US banking giant J.P. Morgan Chase announced on Thursday a net profit of 2.1 billion dollars for the first quarter of 2009, beating expectations like peer Goldman Sachs earlier this week. "The firm earned more than two billion dollars this quarter, despite extremely high credit costs," chief executive Jamie Dimon said in a statement.
The figure was slightly down from 2008 figures for the same period, but was better than most market analysts had predicted. The group reported profit per share of 40 cents, higher than the 32 cents per share expected by analysts, with sales up 50 percent to 26.92 billion dollars.
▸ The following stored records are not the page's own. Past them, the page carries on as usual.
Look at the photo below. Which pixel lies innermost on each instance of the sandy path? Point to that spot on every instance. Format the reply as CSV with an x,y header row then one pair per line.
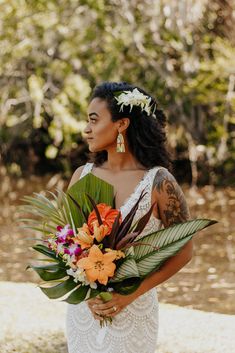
x,y
30,323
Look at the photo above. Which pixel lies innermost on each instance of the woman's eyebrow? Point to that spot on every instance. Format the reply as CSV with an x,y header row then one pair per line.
x,y
93,114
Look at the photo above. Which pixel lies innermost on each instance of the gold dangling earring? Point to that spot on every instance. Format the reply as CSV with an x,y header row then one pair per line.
x,y
120,143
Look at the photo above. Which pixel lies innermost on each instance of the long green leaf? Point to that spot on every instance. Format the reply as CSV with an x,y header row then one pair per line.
x,y
98,189
154,261
45,251
78,295
168,235
49,275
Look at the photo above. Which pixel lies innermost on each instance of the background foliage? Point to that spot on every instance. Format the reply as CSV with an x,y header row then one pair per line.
x,y
54,52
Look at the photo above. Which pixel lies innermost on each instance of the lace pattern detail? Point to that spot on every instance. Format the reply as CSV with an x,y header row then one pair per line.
x,y
135,329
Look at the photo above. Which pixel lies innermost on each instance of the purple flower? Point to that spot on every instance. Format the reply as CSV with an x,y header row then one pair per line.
x,y
64,232
73,249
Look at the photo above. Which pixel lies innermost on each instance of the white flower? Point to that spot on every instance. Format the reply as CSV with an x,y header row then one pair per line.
x,y
134,98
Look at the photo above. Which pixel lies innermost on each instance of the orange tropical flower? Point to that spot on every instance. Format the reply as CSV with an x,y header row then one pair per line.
x,y
98,266
100,231
107,215
83,237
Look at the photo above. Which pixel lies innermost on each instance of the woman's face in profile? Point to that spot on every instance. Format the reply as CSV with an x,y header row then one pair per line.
x,y
101,132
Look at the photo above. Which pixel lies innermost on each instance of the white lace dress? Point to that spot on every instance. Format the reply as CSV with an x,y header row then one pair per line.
x,y
134,329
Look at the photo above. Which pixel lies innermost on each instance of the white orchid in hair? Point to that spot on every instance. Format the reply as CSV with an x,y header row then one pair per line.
x,y
136,98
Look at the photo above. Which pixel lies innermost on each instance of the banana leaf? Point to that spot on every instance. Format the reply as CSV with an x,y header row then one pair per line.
x,y
99,190
167,242
60,289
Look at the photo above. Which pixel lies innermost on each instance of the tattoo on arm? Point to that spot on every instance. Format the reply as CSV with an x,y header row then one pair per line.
x,y
172,204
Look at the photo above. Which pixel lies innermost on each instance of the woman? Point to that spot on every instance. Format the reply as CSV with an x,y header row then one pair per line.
x,y
126,138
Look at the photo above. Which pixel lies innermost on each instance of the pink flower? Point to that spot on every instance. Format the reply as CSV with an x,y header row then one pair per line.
x,y
73,249
63,234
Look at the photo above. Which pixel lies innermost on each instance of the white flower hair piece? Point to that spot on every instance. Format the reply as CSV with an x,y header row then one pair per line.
x,y
136,98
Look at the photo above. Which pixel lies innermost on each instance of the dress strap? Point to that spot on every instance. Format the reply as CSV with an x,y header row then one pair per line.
x,y
87,169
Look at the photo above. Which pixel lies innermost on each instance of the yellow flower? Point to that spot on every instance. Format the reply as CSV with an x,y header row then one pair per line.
x,y
100,231
98,266
84,238
118,253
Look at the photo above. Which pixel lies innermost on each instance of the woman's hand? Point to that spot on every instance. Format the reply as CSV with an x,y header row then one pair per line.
x,y
99,308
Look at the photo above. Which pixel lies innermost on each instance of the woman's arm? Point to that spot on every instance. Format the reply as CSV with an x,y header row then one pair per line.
x,y
172,208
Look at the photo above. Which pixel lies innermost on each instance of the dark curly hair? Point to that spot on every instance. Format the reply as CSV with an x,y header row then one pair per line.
x,y
146,135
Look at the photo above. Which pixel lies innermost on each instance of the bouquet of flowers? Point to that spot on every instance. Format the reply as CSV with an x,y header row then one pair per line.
x,y
89,249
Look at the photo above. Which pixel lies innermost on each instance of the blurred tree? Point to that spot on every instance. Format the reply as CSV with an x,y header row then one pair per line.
x,y
54,52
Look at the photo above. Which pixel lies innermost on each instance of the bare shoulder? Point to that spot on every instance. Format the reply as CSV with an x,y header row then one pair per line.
x,y
76,175
171,202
Fellow US bank Goldman Sachs has already announced positive results, leading some to speculate that the worst of the financial crisis is over and spurring a giant rally in financial stocks in recent weeks. Citigroup is to reveal its first-quarter figures on Friday.
Dimon noted that J.P. Morgan had suffered extremely high credit costs, especially in its card-services and retail financial services divisions. "It is reasonable to expect additional increases to credit reserves if the economic environment worsens," but the company was confident that it would be able to ride out a worsening economy.
In the group's investment banking business, revenue more than doubled and it made a 1.61-billion-dollar profit owing to record results on trading operations. J.P. Morgan became the biggest US deposit holder following its acquisition of Washington Mutual for 1.9 billion dollars amid the financial crisis last September.
On Monday, fellow Wall Street giant Goldman Sachs took markets by surprise, announcing forecast-busting quarterly earnings and a massive five-billion-dollar share issue to help repay government aid. Goldman Sachs reported first-quarter net profit of 1.81 billion dollars with earnings per share of 3.39 dollars, sharply higher than 1.33 dollars per share forecast by most analysts.